Autozone - Full caliper only!!!
- Front $120 ($35 Core charge) 1-3 Days
- Rear - Isn't listed


----------



## nosidefcp (Dec 24, 2010)

thanks for the help. the problem with carid is that i try to set up new account when in "confirm your email", i cant, dont know why, write the "@" in the email. only in email confirmation...


----------



## iTz SADISTIK (Apr 6, 2014)

I just got through it to the payment section. Ensure your email address match otherwise you'll get that error.

Also, checkout as a guest don't create an account. The order details will be in your email as will the shipping details.


----------



## 2013LT (Jul 3, 2013)

Check rock auto. 

With them an OEM caliper is 85 dollars. RockAuto Parts Catalog[ID]=0&ck[idlist]=0&ck[viewcurrency]=CAD&ck[PHP_SESSION_ID]=fi5ckso4h8ga7blumsha3raa67

I couldn't find a piston but I'm sure it's on there somewhere. However if you don't trust or can't find a piston a caliper replacement is very simple.

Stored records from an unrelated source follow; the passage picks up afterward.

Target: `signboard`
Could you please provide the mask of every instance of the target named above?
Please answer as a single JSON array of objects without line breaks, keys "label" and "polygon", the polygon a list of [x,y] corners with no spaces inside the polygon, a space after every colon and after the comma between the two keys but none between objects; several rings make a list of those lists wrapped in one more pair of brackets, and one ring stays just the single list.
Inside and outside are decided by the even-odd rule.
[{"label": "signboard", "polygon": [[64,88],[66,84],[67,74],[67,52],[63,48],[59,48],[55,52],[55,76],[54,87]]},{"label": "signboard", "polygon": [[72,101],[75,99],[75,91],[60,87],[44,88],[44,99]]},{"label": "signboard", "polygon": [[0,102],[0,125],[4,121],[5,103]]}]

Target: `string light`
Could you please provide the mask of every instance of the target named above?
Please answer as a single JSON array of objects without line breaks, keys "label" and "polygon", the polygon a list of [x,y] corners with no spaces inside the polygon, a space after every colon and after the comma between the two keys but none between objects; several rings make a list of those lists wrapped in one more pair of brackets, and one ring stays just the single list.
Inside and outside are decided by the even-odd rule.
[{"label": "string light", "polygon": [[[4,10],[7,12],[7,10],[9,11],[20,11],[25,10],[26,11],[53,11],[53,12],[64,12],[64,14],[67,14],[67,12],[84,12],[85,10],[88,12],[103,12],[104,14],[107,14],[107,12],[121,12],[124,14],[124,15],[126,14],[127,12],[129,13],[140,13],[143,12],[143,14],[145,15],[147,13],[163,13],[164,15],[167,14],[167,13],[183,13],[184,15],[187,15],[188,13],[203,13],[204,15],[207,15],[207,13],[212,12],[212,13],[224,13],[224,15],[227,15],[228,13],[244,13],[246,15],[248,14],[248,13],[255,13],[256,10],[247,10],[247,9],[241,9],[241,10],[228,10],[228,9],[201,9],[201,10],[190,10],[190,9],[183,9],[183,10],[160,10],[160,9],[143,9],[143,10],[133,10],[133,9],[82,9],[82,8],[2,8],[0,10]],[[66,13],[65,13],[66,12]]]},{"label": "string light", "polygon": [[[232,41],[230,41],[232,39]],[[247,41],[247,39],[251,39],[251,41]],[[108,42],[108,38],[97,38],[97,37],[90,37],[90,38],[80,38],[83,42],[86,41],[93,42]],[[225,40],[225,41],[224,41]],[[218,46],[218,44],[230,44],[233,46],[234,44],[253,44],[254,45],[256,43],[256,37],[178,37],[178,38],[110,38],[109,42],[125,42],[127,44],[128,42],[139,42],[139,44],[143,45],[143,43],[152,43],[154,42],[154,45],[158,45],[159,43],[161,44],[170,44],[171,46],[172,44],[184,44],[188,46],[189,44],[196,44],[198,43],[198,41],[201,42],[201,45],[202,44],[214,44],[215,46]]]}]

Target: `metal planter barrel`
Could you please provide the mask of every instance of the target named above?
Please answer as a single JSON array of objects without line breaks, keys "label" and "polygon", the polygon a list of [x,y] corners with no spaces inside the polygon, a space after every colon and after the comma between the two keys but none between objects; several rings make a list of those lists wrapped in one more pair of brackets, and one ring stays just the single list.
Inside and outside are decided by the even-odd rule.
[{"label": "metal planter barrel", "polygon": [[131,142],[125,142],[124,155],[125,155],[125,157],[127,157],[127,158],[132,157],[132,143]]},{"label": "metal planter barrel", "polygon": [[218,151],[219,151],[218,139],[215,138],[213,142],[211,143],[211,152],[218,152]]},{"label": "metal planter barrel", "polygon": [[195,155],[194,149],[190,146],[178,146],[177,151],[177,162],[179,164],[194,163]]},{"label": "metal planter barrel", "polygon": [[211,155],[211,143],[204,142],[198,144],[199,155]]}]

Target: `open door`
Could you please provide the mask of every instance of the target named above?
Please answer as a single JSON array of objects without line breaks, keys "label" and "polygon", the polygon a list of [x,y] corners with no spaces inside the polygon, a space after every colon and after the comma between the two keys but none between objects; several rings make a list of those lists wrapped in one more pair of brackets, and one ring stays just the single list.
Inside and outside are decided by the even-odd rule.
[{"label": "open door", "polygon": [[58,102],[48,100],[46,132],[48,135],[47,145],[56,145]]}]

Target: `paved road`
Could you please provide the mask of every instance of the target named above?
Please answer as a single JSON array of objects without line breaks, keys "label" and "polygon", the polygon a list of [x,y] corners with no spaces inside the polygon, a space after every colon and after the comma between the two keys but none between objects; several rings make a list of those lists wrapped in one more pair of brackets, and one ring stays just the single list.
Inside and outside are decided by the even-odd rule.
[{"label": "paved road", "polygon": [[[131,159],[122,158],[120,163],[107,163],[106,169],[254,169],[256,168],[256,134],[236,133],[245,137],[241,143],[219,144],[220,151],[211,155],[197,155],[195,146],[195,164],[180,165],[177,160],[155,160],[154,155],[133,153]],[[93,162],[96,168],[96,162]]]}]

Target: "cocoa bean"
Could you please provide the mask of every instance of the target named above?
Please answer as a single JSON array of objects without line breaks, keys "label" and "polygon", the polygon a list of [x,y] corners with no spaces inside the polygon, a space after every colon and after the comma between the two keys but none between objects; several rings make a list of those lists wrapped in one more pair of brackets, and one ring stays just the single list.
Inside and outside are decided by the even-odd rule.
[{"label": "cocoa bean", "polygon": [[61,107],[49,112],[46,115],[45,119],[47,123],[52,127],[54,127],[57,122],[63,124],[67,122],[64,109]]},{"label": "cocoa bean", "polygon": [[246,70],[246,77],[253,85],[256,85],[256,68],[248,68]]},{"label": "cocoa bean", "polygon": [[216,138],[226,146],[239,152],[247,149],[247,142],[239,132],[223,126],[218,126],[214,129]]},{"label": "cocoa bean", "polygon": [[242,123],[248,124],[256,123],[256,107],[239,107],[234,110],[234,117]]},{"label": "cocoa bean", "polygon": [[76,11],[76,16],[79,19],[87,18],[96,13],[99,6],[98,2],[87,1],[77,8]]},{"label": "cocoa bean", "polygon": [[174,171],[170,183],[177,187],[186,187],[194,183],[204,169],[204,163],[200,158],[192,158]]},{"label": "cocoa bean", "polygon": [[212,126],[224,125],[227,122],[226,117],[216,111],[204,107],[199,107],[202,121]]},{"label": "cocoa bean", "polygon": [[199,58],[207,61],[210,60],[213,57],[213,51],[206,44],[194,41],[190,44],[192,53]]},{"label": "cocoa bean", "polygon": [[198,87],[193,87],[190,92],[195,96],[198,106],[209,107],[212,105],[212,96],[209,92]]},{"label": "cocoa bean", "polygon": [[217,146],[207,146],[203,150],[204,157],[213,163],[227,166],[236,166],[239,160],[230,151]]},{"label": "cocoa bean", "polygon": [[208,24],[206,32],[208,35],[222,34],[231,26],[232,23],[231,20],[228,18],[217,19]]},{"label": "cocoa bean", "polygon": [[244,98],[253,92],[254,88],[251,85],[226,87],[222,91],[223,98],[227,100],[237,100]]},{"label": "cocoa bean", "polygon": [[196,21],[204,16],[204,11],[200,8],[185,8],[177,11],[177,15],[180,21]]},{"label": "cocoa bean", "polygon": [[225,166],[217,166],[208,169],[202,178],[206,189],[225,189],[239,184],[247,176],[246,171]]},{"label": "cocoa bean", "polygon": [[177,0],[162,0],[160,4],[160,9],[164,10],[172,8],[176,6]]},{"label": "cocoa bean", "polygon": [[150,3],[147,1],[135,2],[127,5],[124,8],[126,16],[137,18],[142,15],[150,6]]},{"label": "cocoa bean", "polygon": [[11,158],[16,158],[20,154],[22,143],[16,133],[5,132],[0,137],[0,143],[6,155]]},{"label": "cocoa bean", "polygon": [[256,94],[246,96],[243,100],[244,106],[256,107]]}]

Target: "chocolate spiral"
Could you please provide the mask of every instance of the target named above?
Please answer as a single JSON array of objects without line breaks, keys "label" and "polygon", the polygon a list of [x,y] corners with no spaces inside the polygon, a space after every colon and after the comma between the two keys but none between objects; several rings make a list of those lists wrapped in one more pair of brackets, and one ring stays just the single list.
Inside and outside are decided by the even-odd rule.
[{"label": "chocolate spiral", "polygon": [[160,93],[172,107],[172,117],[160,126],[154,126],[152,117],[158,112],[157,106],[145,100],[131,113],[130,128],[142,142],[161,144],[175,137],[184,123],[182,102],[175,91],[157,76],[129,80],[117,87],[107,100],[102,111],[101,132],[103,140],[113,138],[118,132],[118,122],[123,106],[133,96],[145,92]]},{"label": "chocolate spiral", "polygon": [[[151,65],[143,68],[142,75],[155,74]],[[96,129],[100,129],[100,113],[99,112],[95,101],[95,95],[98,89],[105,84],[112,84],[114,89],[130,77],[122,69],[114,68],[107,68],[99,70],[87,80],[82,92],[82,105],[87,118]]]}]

Best part of that caliper is it's OEM. Not sure what shipping will cost you though.


----------



## SneakerFix (Jul 28, 2013)

eBay has stock calipers for under 100. Also how did your friend damage the stock one?


----------



## nosidefcp (Dec 24, 2010)

he is a retarded. he grabbed a hammer and in a attempt to recoil the piston, he broke the piston in pieces...

ive found a piston in ebay Disc Brake Caliper Piston Front Centric 145.60013 | eBay

can anyone confirm if this will fit my cruze model?i have a european 2010 2.0 LT diesel 150hp. thanks


----------



## iTz SADISTIK (Apr 6, 2014)

Can't access Ebay at work! Are you in Europe? Guess my auto stores won't serve you much purpose...


----------



## 2013LT (Jul 3, 2013)

Confirmation here will be difficult. Not a lot of people here with the euro 2.0 diesel but I really hope someone can help. Have you tried the dealership? Not sure if they sell rebuild kits. Definitely the wrong way to return the piston


----------



## SneakerFix (Jul 28, 2013)

If you have the 300mm spec rotors that will fit


----------



## nosidefcp (Dec 24, 2010)

yes, my cruze have 300m brake discs...so i guess that will fit right?i just wanna punch my friend...


----------



## iTz SADISTIK (Apr 6, 2014)

nosidefcp said:


> yes, my cruze have 300m brake discs...so i guess that will fit right?i just wanna punch my friend...


----------



## nosidefcp (Dec 24, 2010)

quick one, the brake caliper oem manufacturer is ATE brakes. the cruze brake caliper has a 60mm piston. i guess i can buy the piston in the links below to replace the damaged one since its a ATE 60mm piston, right?

Speedparts Sweden - Piston caliper ATE 60mm

Piston, brake caliper (ATE , 13.8110-6002.1): Parts - Bestpartstore.co.uk


----------